The Supreme Court ruling was delivered with just one day remaining for filing bills in the 2017 Legislative Session. Working with the Missouri Chamber of Commerce and Industry, Rep. Dan Shaul and Rep. Jason Chipman quickly filed House Bill 1193 and House Bill 1194, which would preempt and nullify all local laws establishing minimum wage rates higher than Missouri’s state minimum wage. House Bill 1194/HB 1193 was reviewed and approved by a House committee on March 6 and was debated and approved by the full House on March 9.
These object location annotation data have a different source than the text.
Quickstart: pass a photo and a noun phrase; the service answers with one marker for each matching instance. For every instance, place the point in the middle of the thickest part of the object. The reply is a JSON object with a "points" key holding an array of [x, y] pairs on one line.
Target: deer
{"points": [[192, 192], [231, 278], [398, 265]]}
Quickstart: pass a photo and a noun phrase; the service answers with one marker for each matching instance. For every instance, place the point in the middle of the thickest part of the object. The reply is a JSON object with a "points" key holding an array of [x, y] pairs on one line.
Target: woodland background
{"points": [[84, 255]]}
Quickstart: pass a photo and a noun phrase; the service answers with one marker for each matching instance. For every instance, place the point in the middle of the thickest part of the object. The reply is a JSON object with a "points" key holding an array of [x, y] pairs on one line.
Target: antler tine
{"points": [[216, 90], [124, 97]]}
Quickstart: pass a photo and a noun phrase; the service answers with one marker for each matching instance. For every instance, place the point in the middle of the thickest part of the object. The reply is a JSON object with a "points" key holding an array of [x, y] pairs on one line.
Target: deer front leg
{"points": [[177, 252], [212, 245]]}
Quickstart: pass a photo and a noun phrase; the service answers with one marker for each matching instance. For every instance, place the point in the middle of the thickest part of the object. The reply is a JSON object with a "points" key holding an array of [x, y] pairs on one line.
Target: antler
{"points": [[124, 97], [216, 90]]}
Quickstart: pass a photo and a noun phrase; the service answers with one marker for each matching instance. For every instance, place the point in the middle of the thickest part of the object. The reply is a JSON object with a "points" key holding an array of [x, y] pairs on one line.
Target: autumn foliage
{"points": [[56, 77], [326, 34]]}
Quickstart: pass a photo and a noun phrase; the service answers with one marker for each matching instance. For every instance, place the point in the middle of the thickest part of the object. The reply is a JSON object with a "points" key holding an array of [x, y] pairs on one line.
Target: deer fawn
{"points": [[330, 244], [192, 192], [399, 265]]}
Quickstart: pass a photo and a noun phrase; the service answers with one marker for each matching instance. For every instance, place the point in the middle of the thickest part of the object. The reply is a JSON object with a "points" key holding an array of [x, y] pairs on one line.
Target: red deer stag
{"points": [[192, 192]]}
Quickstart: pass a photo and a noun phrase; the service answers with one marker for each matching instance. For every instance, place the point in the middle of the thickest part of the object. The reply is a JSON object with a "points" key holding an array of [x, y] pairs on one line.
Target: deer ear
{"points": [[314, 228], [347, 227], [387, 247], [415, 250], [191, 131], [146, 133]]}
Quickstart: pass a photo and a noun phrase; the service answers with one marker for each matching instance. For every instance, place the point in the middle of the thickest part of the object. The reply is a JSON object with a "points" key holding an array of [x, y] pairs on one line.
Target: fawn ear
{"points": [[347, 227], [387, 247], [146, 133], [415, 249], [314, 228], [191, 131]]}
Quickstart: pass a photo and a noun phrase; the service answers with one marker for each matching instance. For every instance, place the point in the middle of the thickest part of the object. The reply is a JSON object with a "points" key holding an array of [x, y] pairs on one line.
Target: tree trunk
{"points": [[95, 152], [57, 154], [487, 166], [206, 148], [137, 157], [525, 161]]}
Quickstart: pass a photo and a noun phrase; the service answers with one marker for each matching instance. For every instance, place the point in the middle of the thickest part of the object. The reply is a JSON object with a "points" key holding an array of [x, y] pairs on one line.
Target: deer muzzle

“We appreciate the quick action by the Missouri House of Representatives to clarify the legislative intent of the law and rein in this overreach by the Missouri Supreme Court,” said Dan Mehan, president and CEO of the Missouri Chamber of Commerce and Industry. “Forcing Missouri employers to work under a patchwork of inconsistent wage rates is counterproductive. Creating an island of increased
wage levels will simply drive jobs out of that area.”

St. Louis City employers have had to endure many challenges in the past two years. The uncertainty caused by the recent Supreme Court ruling adds another burden.

“The best thing we can be doing to grow prosperity in St. Louis City is to provide more jobs,” said Mehan. “We applaud lawmakers for understanding that need and for working to empower employers, not criminalize them.”